Page 98 of Que Será, Syrah

Clay winces. “Yeah, I know. That was my baggage, and I projected it onto you. And I am so fucking sorry.”

“That was some pretty heavy baggage,” I say softly.

Clay nods. “I know. That’s why it’s especially unfair that I unloaded on you.”

“I don’t mind sharing burdens, Clay, as long as I know that that’s what’s going on. I just don’t like being blindsided.”

“I remember.”

Meanwhile, up on the porch, I can hear my sisters whispering. First Bee, “I don’t understand. Did I miss something? What’s going on?”

Then Rosa’s bemused response, “I have. No. Freaking. Clue.”

“So, was there anything else you wanted to tell me?” I ask Clay.

And he nods. And then, still speaking to me alone, ignoring the chorus, he says, “You know, living here in Napa, even people like me get to hearing a lot about wine. And, God knows, you talk about it all the time. And drink enough of it. So, I’m sure you’re familiar with that one quote they’re always dragging out; something about ‘wine is sunlight held together by water’?

“Maybe? I might have heard of it,” I tease. Because seriously, who hasn’t?

“Yeah well, I never knew what that meant until the night I saw you dancing in the water, with a bottle of wine in your hand. I thought you fucking outshone the sun.”

“Well, it was dark,” I feel compelled to point out. “So, that bar was set pretty low.”

“And then there’s that other one—and I know you know this one. It’s the one from the sign, when you first drive in? About wine being bottled poetry? That one reminds me of you, as well. Only, with you it’s all song lyrics and movie quotes, rather than poetry, which—same, same—according to Miles.”

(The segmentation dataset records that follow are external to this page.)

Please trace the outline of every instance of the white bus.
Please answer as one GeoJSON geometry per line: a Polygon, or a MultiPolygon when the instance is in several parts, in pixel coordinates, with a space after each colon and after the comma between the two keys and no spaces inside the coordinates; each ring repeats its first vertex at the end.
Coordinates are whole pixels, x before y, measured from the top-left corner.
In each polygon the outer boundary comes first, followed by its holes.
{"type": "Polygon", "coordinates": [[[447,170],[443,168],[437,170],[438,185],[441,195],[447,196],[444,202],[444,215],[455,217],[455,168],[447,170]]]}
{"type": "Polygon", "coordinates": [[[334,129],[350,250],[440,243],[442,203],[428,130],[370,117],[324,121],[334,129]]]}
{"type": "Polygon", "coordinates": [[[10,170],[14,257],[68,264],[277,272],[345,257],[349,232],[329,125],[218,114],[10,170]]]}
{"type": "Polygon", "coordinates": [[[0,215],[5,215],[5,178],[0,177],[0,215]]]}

I blink in confusion. “I’m not sure how these metaphors are supposed to work, but wouldn’t that make me the bottle, rather than the wine?”

“Not the point. Thing is, you’re a lot like this place. You feel like home to me. You’re all the things I love about Napa, along with a few that I hate. But I don’t think I’d want it any other way.”

What? My mouth falls open. “I’m sorry. There are things you hate about me?”

“Well, you are part of the one percent, aren’t you?” Then he glances at the papers in my hand and shrugs. “Okay, maybe not anymore. But no, that’s not what I’m trying to say, either. I wouldn’t want you to be any other way, or anything other than what you are.”

“Oh…”

“Because for one, you’re perfect. Or perfectly imperfect—you know what I mean. But also, I’ve realized that it’s not about the ways that we’re alike, or how we’re different. We’re all like pieces of a puzzle. We’re not supposed to be the same. No one cares what the individual pieces look like, or how they’re shaped, right? What matters is whether or not they fit together.”

“So, are you saying that you think you and I fit?”

“Yeah, don’t you?”

I smile at him. “Of course, I do. But you mentioned Miles, a minute ago. And I still don’t understand what he’s got to do with anything?”

“Nothing, really. Other than he’s so fucking in love with his wife that he can’t stop talking about her. Dude drags her name into practically every conversation. It’s annoying as fuck. At least, I used to think it was. But now, I’m not so sure.”

“Really?”

“These last couple of days have mostly sucked. You and I were fighting. I came way too close to ending my career. And I bent my own code of ethics so far off plumb for you, that it all but flatlined. But at least this.” He gestures at the space between us, “is out in the open now. So, I’m happy about that. I mean, assuming there still is an us?”

We’d been drifting closer together as we spoke, as though drawn together by some gravitational force that neither of us could resist. Or like a giant, invisible hand was quietly nudging two very reluctant puzzle pieces into place. Now I take a step closer, all on my own. I slide my arms over his shoulders and smile at him, teary eyed. “I think that’s a safe assumption, Clay Romero—Romeo. Because I love you, too.”

Then Bee squeals in excitement. “What did she say?”

And Rosa gasps. “Legs…you love him?”

And a deep chuckle vibrates in Clay’s chest. “Jesus Christ. This family.” He looks at me, and I at him. “Well, go on,” he urges. “You might as well. You know you want to.”

And then neither of us can keep from grinning as I shout back, “Yes Ma. I love him awful.” And in a softer voice, I add, “I really do, you know. Even if your version of an apology is about as cheesy as a 90s Romcom.”